Managing Director and Senior Economist

Highlights

  • There were 210,000 1st time claims for unemployment insurance for the week ended February 24 a DECREASE of 10,000 from the prior week;
  • The number of initial claims for the week ended February 17 was REVISED DOWN 2,000 to 220,000
  • The four-week moving average of first time claims FELL 5,000 to 220,500;
  • Four week moving average represented 0.143 percent of employment, DOWN from 0.146 percent one week earlier;
  • The number of continued claims –individuals who have been collecting unemployment insurance — reported on a one-week lag, for the week ended February 17 was 1,931,000, UP 57,000 from the previous week’s DOWNWARDLY REVISED 1,874,000;
  • The four-week moving average of continuing claims DECLINED 6,250 to 1,920,000;

Data Source: Department of Labor

Trends:

  • The number of initial claims for unemployment insurance dropped to its lowest level since the week ended December 6, 1969 (202,000);
  • The four-week moving average of 1st time claims fell to its lowest level since the period ended December 27, 1969 (219,750);
  • From mid-January to mid-February, initial claims rose 4,000 but the four-week moving average of initial claims fell 18,000;
  • Continued claims have declined 9,000 mid-month to mid-month while the four-week moving average of ongoing claims dropped 750.

 

Image result for unemployment insurance claims

The drop in initial claims from mid-January to mid-February reflects fewer layoffs as employers are reluctant to reduce staffing even with a pool of workers available.

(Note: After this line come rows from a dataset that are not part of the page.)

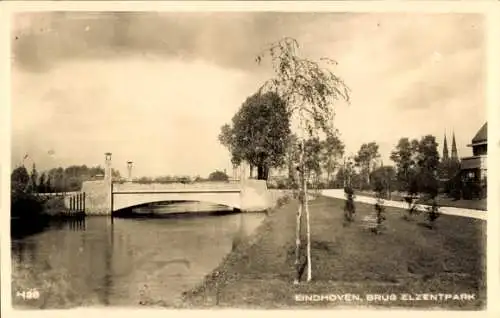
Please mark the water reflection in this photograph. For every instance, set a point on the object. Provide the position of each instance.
(100, 261)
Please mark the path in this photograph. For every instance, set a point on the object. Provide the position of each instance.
(339, 194)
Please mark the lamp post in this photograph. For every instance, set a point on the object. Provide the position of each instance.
(129, 168)
(107, 171)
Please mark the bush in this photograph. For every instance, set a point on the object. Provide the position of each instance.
(432, 213)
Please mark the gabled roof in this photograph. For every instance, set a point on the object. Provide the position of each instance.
(482, 134)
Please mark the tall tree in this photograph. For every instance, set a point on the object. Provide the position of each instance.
(383, 179)
(365, 159)
(312, 161)
(33, 184)
(310, 90)
(404, 156)
(259, 133)
(332, 151)
(428, 163)
(19, 179)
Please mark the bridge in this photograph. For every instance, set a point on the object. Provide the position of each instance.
(104, 197)
(126, 195)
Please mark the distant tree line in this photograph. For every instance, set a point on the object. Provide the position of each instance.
(62, 179)
(214, 176)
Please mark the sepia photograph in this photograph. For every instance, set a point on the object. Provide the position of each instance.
(248, 160)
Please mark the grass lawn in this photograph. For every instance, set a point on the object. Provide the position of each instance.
(406, 258)
(442, 200)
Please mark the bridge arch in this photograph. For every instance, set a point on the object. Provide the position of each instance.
(125, 200)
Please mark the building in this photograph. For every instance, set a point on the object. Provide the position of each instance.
(473, 168)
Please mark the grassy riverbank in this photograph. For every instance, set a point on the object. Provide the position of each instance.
(407, 258)
(443, 200)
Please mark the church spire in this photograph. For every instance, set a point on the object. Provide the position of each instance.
(445, 149)
(454, 152)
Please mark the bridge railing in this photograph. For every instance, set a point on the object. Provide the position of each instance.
(131, 186)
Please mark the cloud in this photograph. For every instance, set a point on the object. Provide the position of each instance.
(164, 83)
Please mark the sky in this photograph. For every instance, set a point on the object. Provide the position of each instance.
(155, 88)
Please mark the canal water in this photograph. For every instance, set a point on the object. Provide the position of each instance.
(97, 261)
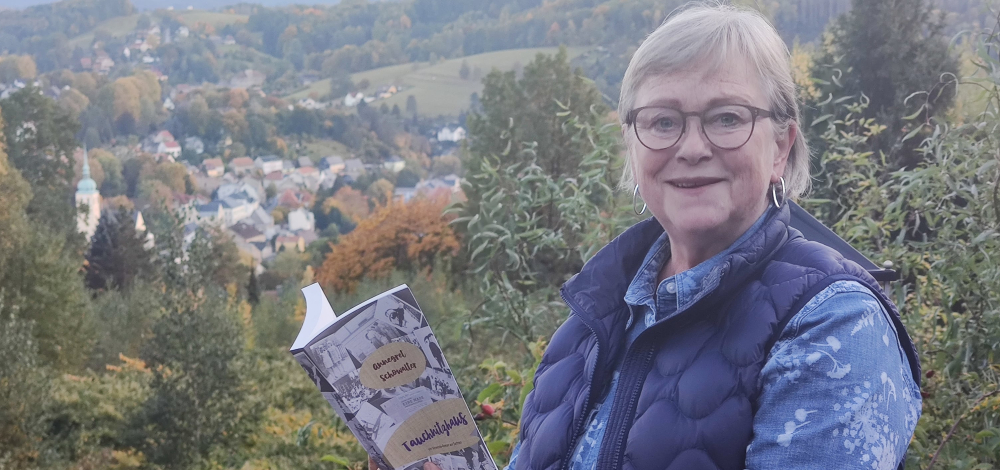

Whether this is because of a skills mismatch or fears of an impending cyclical change in the economy is difficult to determine.

Of course, one other explanation for the drop in first-time claims could be the Presidents’ Day holiday when offices which would process claims filed by phone or online were closed.

Last month’s Bureau of Labor Statistics Employment Situation report showed a drop in the average workweek to 34.3 hours, the lowest since last March. The drop in weekly hours was one of the few blemishes in the BLS report for January.